QUOTE(myr.medinsurance @ Aug 16 2015, 09:22 AM)
The money in Singapore is going to be there for the long-term (unless things go south in Malaysia) so how it appreciate to Ringgit is less important than beating inflation in Singapore. For now, just dollar cost averaging on STI ETF.
They are going to have Singapore Savings Bond soon. This will give fixed deposits in DBS bank a run for their money.
CDP accounts in Singapore is unique to each person. One CDP account can be linked to multiple brokerage accounts (e.g. buy with DBS Vickers and sell with Kim Eng). Once you buy through one brokerage and settle cost, the security is transferred to your CDP account. Your brokerage account has no idea that you still have the stock, so you might be short-selling when you sell any stock.
Since you are not working in SG, they will want cash collateral.

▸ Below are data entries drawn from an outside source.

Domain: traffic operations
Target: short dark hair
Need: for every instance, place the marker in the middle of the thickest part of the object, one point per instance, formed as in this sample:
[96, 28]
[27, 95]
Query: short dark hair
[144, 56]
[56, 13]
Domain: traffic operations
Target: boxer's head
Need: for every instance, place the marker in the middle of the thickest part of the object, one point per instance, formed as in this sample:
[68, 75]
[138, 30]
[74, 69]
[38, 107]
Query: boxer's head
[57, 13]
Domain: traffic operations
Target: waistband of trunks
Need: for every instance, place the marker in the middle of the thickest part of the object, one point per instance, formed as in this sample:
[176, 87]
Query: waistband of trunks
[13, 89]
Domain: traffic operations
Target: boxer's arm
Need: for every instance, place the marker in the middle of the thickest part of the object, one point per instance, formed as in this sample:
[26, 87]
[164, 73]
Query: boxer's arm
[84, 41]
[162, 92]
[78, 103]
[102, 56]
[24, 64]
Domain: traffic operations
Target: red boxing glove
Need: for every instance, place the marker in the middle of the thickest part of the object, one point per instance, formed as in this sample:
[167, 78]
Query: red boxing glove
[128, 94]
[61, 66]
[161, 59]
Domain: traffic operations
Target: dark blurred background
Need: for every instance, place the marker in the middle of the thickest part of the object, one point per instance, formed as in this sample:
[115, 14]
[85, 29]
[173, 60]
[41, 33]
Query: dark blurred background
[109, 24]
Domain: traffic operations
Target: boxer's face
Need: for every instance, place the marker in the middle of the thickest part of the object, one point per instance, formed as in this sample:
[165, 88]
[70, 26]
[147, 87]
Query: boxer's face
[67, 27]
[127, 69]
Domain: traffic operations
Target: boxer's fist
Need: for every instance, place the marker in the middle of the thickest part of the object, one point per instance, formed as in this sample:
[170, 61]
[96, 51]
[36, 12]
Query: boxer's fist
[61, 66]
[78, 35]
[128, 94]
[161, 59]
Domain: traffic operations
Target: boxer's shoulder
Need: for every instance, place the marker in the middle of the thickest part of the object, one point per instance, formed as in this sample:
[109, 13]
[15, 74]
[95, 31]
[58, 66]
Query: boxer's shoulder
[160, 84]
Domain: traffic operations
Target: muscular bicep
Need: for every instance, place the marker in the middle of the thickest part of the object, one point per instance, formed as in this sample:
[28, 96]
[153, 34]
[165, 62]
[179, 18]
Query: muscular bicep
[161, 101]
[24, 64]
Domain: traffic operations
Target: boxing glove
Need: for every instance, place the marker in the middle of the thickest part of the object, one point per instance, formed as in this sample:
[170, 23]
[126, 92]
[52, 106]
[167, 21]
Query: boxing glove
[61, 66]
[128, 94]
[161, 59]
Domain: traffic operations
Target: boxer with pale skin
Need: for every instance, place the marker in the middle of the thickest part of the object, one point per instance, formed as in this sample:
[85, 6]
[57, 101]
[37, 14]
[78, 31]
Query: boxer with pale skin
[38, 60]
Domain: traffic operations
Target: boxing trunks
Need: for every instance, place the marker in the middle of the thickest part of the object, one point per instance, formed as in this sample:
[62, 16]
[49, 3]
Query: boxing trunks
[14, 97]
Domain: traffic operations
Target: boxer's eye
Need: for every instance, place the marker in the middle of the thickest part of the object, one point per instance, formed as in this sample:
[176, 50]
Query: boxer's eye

Might be different for others but this is the case for me.
Anybody who has DBS-Vickers account that can sell without collateral, let me know. I buy stock cash upfront.
I personally use Standard chartered's trading service. The commission is 0.20%, and there is
no minimum commission charge, which is good if you are buying small quantities. Stan Chart will act as a custodian for your shares, so CDP is not required, and no collateral required.
Downside is (from what i heard), the platform is not very stable, and may have outages sometimes, so this will affect people who trade heavily. Also the interface does not have as much functions as other trading platforms. But if you are just holding STI ETF for the long term, is should be ok for you.
Also it has access to foreign markets as well.